También hago un alto en la agradable playa de la ciudad, cuyas aguas albergaron las pruebas de vela durante los Juegos Olímpicos de Moscú (1980). Un cartel naranja clavado en la arena me devuelve de golpe al presente, pues anuncia que aquí, como en casi todos los rincones del país, existe wi-fi gratuito. No en vano los estonios, inventores del sistema Skype que abarata las llamadas de teléfono a través de Internet, son de los ciudadanos europeos con mayor acceso a la red y a los teléfonos móviles. Aprovecho la circunstancia y así, mirando al Báltico, envío un mensaje a mis amigos para animarles a visitar, en cualquier momento del año, esta ciudad de cuento.

En la ciudad:

Plaza del Ayuntamiento. Presidida por el edificio que le da nombre y animada por restaurantes y, en verano, por numerosas terrazas, es el corazón de la ciudad antigua y punto de encuentro.

Jardín del Rey Danés. En la ladera de la colina de Toompea, es un rincón encantador y con muy buenas vistas.

Catedral Alexander Nevsky. De culto ortodoxo, muestra en su arquitectura una clara influencia rusa y domina la ciudad con sus cúpulas de color negro. Su construcción fue encargada por el zar Alejandro III y fue inaugurada en 1900.

Calle de la Pierna Larga. Una de las vías más emblemáticas y bonitas de la ciudad antigua, conecta el puerto con la colina de Toompea.

Kadriorg y Palacio de Pedro el Grande. En un precioso jardín se levanta el palacio del citado zar, de estilo barroco. En su interior, el Museo de Arte, donde se exhiben obras de artistas italianos, holandeses, alemanes, rusos... de los siglos XVI al XIX. Merece la pena pasear por los alrededores, donde se pueden ver elegantes mansiones de madera.

Ruinas del convento de Santa Brígida. En el barrio de Pirita, aunque presenta un estado ruinoso, el convento está rodeado de vegetación y con su fachada casi intacta, lo que resulta muy bello.

Museo de Arte Kumu. Se trata de uno de los edificios más modernos y originales de la ciudad de Tallin, con estructura de piedra caliza y cobre, y terminaciones redondeadas. Se terminó en el año 2006 y hoy acoge a la Galería Nacional y a un Centro de Arte Contemporáneo.

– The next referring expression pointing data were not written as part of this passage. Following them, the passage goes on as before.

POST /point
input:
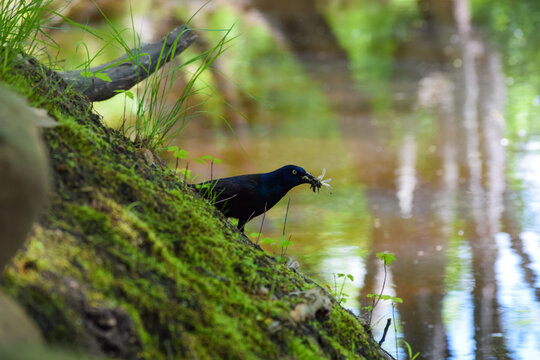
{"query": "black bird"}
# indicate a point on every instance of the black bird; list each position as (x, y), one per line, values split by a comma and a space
(246, 196)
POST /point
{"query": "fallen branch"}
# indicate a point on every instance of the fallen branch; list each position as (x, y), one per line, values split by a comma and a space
(129, 69)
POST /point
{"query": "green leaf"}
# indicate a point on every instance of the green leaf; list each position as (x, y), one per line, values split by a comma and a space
(268, 241)
(186, 173)
(387, 257)
(103, 77)
(181, 154)
(86, 73)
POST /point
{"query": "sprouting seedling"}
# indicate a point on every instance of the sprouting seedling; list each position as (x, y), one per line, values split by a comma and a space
(178, 154)
(203, 159)
(318, 182)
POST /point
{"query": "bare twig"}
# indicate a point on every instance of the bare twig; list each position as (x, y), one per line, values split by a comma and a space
(132, 68)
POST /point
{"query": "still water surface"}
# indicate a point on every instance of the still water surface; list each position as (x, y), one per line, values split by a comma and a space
(414, 131)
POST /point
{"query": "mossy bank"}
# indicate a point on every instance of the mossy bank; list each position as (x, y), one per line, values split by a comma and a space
(125, 262)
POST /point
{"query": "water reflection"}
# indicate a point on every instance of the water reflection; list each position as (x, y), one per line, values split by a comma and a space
(425, 179)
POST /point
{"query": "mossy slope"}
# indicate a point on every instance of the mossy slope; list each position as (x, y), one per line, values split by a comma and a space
(127, 263)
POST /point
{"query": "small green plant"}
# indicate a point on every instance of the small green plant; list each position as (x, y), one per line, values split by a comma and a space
(339, 295)
(409, 349)
(21, 31)
(284, 242)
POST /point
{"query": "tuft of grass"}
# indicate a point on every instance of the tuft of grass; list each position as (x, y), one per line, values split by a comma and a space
(21, 31)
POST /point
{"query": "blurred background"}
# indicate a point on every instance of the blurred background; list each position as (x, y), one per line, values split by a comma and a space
(423, 112)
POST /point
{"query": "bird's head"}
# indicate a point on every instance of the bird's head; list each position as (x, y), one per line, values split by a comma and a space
(293, 175)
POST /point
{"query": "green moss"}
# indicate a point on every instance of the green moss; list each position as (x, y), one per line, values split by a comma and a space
(128, 263)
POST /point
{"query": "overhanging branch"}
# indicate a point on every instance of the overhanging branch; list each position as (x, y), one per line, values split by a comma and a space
(129, 69)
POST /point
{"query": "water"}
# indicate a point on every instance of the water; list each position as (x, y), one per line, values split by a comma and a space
(432, 178)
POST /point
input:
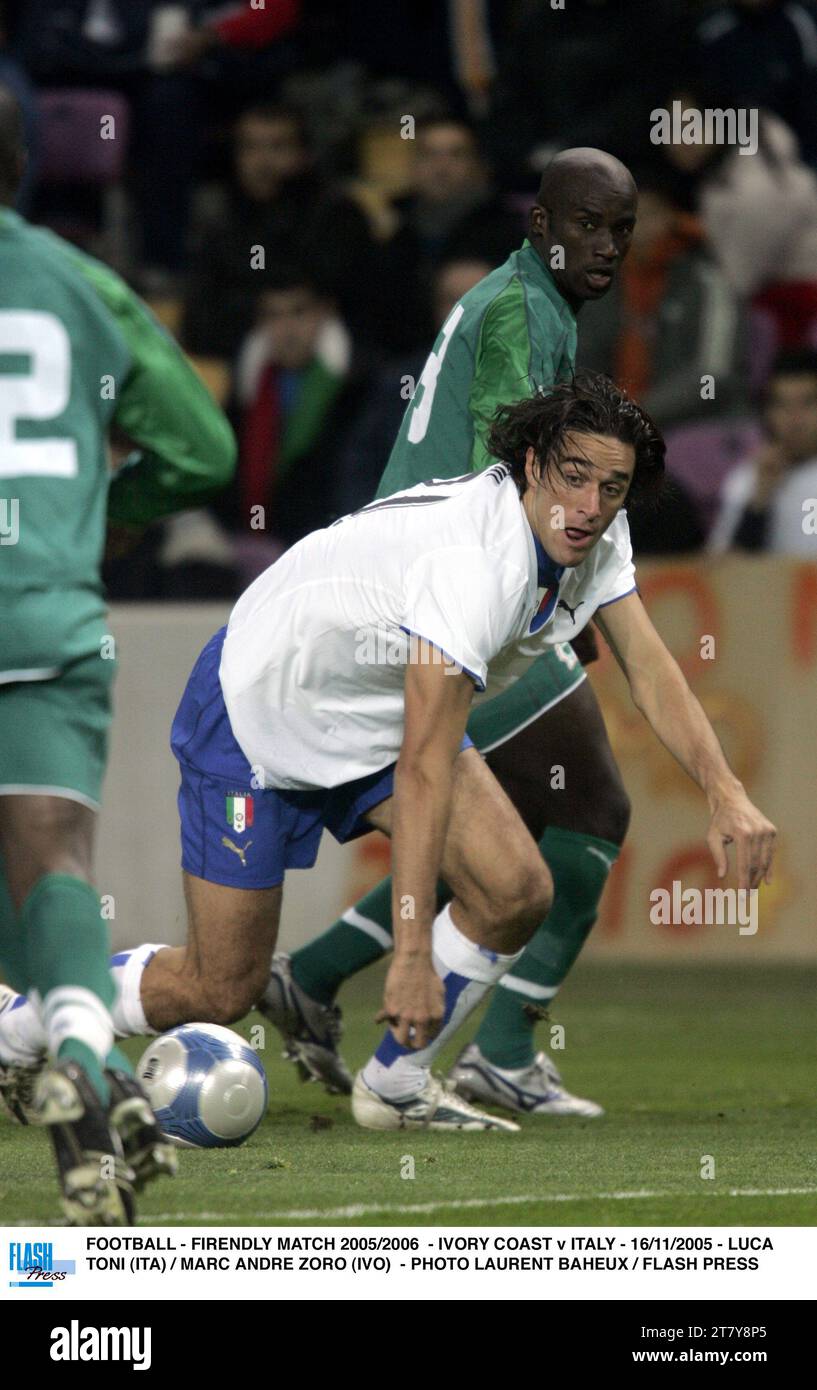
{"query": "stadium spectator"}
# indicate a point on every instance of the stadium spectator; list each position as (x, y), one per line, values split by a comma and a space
(243, 25)
(759, 213)
(763, 53)
(670, 321)
(104, 43)
(770, 502)
(279, 203)
(299, 384)
(453, 211)
(585, 74)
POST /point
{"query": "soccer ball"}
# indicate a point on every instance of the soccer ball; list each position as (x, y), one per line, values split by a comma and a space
(206, 1086)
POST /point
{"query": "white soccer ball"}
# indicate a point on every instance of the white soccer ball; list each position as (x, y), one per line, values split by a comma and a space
(206, 1086)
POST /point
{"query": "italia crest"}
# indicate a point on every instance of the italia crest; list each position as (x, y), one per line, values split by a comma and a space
(239, 813)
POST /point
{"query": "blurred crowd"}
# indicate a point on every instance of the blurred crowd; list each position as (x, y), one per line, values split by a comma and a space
(303, 189)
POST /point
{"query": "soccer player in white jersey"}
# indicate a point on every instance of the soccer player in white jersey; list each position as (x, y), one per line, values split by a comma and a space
(338, 695)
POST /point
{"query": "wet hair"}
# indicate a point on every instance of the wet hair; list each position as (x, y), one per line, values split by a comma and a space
(589, 403)
(794, 362)
(11, 143)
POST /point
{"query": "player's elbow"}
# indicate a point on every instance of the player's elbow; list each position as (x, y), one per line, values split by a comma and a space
(221, 453)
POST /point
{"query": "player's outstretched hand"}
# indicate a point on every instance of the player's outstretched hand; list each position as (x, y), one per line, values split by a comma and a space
(737, 822)
(413, 1001)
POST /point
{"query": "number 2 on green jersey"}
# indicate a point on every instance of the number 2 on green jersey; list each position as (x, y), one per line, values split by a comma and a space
(421, 412)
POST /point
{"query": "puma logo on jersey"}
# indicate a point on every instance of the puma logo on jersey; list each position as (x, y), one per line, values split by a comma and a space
(238, 849)
(567, 608)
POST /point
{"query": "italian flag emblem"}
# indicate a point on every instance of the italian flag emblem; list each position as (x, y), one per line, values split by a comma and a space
(239, 813)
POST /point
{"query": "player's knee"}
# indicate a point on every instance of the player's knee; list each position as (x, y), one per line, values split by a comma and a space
(231, 997)
(524, 897)
(537, 895)
(605, 809)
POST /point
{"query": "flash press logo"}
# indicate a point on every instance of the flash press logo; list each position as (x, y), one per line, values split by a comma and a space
(75, 1343)
(32, 1265)
(687, 125)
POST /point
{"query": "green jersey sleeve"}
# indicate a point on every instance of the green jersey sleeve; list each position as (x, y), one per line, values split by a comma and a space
(186, 445)
(505, 369)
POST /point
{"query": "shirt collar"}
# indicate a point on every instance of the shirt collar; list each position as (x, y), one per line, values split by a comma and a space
(535, 267)
(548, 573)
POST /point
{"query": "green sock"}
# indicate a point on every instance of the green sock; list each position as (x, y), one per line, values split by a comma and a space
(67, 951)
(118, 1062)
(13, 959)
(360, 936)
(580, 866)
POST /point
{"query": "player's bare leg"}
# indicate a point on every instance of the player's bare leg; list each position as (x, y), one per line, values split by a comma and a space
(46, 845)
(220, 972)
(502, 890)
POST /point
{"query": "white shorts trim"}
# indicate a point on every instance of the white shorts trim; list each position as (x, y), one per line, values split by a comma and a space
(29, 673)
(534, 717)
(67, 792)
(534, 991)
(371, 929)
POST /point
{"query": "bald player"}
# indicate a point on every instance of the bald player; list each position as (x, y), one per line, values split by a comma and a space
(78, 355)
(512, 335)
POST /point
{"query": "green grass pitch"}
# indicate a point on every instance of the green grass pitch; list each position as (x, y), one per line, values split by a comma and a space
(687, 1061)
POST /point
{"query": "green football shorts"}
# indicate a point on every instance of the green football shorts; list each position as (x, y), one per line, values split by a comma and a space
(54, 733)
(552, 676)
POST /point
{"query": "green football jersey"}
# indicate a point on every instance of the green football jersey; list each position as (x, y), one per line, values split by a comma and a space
(79, 352)
(507, 338)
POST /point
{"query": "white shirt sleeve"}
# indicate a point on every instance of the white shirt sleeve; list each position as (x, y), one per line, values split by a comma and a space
(463, 606)
(619, 567)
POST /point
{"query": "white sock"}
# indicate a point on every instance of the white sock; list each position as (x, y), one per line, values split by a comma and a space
(22, 1036)
(74, 1012)
(468, 972)
(127, 968)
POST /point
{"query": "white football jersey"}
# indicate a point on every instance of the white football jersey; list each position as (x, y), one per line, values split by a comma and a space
(313, 662)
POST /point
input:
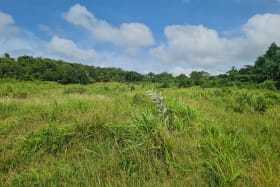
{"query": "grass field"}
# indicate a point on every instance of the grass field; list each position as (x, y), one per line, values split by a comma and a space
(112, 134)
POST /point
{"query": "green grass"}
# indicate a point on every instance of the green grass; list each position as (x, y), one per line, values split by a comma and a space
(108, 134)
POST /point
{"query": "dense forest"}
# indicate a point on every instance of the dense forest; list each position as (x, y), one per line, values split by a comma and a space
(265, 73)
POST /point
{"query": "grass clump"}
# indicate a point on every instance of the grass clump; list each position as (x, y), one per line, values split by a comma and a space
(115, 136)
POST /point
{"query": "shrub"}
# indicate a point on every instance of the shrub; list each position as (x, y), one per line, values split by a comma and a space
(49, 140)
(74, 90)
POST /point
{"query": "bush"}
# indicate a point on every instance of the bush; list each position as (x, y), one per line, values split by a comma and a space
(75, 90)
(49, 140)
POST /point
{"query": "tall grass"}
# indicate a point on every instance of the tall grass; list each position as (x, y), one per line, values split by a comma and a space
(112, 135)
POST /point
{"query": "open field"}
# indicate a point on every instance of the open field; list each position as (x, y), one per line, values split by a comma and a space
(112, 134)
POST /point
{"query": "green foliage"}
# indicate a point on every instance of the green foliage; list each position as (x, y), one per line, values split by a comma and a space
(48, 140)
(111, 136)
(75, 90)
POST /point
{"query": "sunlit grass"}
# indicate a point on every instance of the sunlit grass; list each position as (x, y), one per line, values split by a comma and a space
(108, 134)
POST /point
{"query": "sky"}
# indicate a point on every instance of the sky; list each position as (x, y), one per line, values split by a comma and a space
(175, 36)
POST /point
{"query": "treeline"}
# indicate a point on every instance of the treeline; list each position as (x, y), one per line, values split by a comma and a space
(265, 73)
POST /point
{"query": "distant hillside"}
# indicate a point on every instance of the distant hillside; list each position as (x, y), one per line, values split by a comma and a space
(264, 73)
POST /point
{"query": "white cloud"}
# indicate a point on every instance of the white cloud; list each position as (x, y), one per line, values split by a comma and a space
(127, 35)
(7, 25)
(200, 47)
(67, 49)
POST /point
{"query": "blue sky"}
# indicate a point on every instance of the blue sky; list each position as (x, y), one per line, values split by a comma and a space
(177, 36)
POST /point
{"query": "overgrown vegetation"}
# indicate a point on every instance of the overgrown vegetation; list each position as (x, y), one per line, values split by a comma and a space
(108, 134)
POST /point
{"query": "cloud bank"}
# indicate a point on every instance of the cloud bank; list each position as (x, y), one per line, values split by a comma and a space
(127, 35)
(201, 47)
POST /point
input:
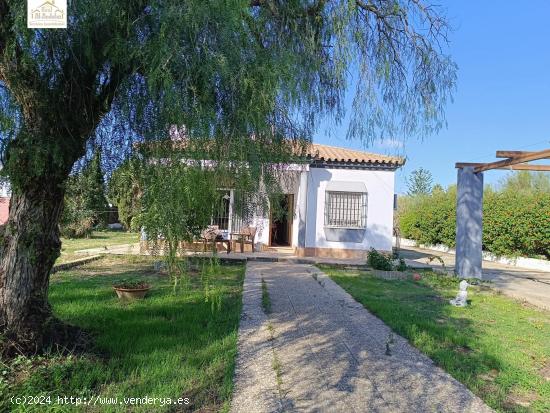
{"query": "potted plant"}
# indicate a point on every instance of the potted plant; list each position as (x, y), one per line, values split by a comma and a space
(131, 289)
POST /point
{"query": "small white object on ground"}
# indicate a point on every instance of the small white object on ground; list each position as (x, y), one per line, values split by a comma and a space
(462, 296)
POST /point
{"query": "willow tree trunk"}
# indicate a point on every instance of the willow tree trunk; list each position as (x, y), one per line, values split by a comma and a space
(30, 247)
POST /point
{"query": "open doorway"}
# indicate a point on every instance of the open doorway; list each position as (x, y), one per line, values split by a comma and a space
(281, 223)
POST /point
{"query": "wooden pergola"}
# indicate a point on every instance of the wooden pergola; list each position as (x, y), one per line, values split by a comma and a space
(469, 204)
(515, 160)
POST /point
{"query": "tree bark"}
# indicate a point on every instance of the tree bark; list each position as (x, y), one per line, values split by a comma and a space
(30, 247)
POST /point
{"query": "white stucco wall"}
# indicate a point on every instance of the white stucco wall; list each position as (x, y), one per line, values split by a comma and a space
(380, 189)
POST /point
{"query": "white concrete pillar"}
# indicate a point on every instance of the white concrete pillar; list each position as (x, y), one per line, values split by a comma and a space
(469, 230)
(302, 209)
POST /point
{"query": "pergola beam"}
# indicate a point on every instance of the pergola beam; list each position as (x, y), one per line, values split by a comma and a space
(533, 156)
(517, 158)
(511, 154)
(521, 167)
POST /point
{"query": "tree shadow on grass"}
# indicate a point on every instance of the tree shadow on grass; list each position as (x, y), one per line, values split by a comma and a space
(167, 345)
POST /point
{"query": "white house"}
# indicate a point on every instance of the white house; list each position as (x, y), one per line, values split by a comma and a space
(340, 205)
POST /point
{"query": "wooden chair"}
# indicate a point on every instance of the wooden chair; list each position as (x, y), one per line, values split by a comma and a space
(211, 235)
(245, 236)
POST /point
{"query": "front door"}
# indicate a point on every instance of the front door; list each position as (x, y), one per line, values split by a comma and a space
(281, 222)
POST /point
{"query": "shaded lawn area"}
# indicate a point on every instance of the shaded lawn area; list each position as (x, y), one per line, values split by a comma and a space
(168, 345)
(98, 239)
(497, 347)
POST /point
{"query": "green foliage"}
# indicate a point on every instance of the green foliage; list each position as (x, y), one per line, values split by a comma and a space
(419, 182)
(178, 202)
(124, 191)
(516, 219)
(140, 342)
(85, 202)
(379, 261)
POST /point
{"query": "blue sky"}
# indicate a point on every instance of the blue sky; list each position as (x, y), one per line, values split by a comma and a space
(502, 101)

Museo de las Ocupaciones. Es un lugar idóneo para repasar la historia más reciente del país, según la versión de los propios estonios. A través de objetos cotidianos, documentos escritos y archivos de imágenes, se recorren los años que van desde 1940 a 1991, es decir, los periodos de las ocupaciones nazi y soviética, y hasta la independencia.

Fuera de la ciudad:

Museo al Aire Libre de Rocca al Mare. Para conocer más sobre Estonia y su mundo rural, es recomendable acercarse al Museo al Aire Libre, situado a pocos kilómetros al noroeste del centro urbano, en la zona conocida como Rocca al Mare. Por un precioso bosque se levantan construcciones tradicionales, desde casas a molinos, pasando por un colegio o una taberna, características de diversas regiones de Estonia. Para darle mayor realismo, figurantes vestidos con los trajes propios del siglo XIX deambulan por el complejo. A la entrada del amplio recinto proporcionan un mapa muy práctico para ver todo sin perder el rumbo.

Parque Nacional Lahemaa. Es un espacio protegido que abarca sectores de costa y bosque. Además de bonitos paisajes, incluidas enormes rocas redondeadas traídas hace miles de años hasta el litoral estonio por el hielo procedente probablemente de Finlandia, el parque esconde mansiones abiertas hoy al público como museos, como la de Palmse.